Bien arrimé dans son Amnésie de l’enfance, on s’aperçoit que celle des autres est à deux pas. On y va à pied, de l’autre côté de Valenciennes comme du miroir et c’est Val en signesdéjà. Mais alors on peut tout aussi bien sauter à pieds joints dans le trou du lapin, qui se confond avec un arbre creux et le monde d’Alice chut flotte tout autour, meubles et maisons en suspens.


 La façade, ça coulisse, ça s’enlève et on voit tout en une fois qui fait des petites boîtes bien sages, toutes proprettes, on voit tout et on te voit aussi, même les pièces aveugles elles se prennent le gros visage nez à nez, le gros yeux qui toujours l’air terrible de si près

Sur un coup de tête, il est vingt-cinq ans plus tard, et le petit qui parlait clown joue au monsieur sur les traces de La Chenille (là, je résume sévèrement, mais le temps nous tient). On avait pris un train, quitté Paris, vu du pays jusqu’à Jonzac. Il n’y avait pas grand-chose à se remémorer — un lycée, un appart de fonction, un parking, un rempart qui s’avéra à la revoyure un château — mais en se creusant la tête et le net, on y est resté deux mois. Sauveterre…

A propos de Emmanuelle Cordoliani

Joue, écrit, enseigne, met en scène et raconte des histoires. Elle a été décorée par Beaumarchais ( c'est un raccourci mais pas une usurpation ) et elle travaille avec la même équipe artistique depuis des lustres ( le Café Europa ) ce qui fait sa fierté et sa joie. Voir et explorer son site emmanuellecordoliani.com

4 commentaires à propos de “#40jours #08 | Mondes anciens”

  1. Bon, là, il y a du Taf, et je ne vais pas pouvoir survoler à l’arrache texte très structuré et copieux, mais déjà : »Même mon grand-père qui boite — je ne sais pas encore cela, qu’il « boite » et quand ça n’a pas de nom c’est simplement sa façon, pas d’infirmité, de longue douleur familière, de mépris dans la bouche de sa mère — » qui rejoint immédiatement le texte que je viens de lire Sans caresses. Je n’ai pas mémorisé le nom mais je vais l’indiquer. C’est le fond qui crève le plafond de la forme, car c’est l’histoire qui touche, bien avant la façon avec laquelle c’est raconté.

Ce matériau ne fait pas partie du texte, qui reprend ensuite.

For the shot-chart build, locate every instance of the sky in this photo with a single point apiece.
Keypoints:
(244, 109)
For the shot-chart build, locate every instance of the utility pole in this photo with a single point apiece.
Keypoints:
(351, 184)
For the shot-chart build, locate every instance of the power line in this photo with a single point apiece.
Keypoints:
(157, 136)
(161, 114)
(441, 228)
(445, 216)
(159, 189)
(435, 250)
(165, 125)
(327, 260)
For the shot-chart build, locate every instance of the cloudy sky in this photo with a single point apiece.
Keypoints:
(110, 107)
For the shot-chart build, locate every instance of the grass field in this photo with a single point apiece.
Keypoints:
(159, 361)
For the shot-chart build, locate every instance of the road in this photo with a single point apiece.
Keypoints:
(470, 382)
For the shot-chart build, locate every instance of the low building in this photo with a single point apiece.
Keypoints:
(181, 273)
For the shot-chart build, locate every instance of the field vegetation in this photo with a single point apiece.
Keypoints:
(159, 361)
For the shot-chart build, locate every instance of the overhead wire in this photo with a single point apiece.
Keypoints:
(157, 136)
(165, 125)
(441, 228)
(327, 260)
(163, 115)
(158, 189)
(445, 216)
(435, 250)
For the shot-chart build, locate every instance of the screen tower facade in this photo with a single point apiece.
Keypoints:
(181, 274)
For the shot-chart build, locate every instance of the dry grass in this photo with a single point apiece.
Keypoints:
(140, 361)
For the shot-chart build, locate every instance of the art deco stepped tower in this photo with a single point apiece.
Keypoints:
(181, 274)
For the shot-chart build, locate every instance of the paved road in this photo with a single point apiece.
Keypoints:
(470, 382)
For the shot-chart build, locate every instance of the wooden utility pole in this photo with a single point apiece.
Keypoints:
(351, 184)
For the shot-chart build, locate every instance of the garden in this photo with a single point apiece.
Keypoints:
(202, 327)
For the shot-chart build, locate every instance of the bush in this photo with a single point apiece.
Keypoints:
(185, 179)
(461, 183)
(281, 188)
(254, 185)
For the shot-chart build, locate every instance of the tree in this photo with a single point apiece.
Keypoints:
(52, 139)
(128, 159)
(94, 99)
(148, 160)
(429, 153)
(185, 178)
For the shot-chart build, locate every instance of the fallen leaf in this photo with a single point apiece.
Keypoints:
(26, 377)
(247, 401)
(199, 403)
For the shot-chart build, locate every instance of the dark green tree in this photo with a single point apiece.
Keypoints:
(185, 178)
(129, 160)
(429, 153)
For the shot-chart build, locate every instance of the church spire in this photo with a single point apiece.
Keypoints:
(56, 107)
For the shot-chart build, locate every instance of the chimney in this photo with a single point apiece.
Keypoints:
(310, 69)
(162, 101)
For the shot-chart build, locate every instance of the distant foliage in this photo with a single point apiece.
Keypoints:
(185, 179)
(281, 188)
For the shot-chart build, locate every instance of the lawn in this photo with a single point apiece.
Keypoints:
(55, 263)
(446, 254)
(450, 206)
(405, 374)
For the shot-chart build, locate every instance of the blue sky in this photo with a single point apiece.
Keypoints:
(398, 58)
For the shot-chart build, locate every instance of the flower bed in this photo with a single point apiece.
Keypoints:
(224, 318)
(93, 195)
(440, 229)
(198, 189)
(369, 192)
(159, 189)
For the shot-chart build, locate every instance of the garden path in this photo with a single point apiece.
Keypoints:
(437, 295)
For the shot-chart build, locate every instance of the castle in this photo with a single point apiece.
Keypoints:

Bien ça compte, mais l’anecdotique a ses limites puisqu’il est inépuisable dans toutes nos vies. Je ne dis plus Merci ! Je dis Encore !

  2. Quelle maîtrise des mots et ce choix de présentation du texte… un régal mais à lire plus de deux fois pour en découvrir tous les trésors et à voix haute pour mieux l’apprécier. Merci

    • Merci ! Encore un grand chantier en cours : je n’ai parcouru pour l’instant que la page de gauche de ma cartographie. L’exercice fait beaucoup de bien pour se remettre les idées au clair.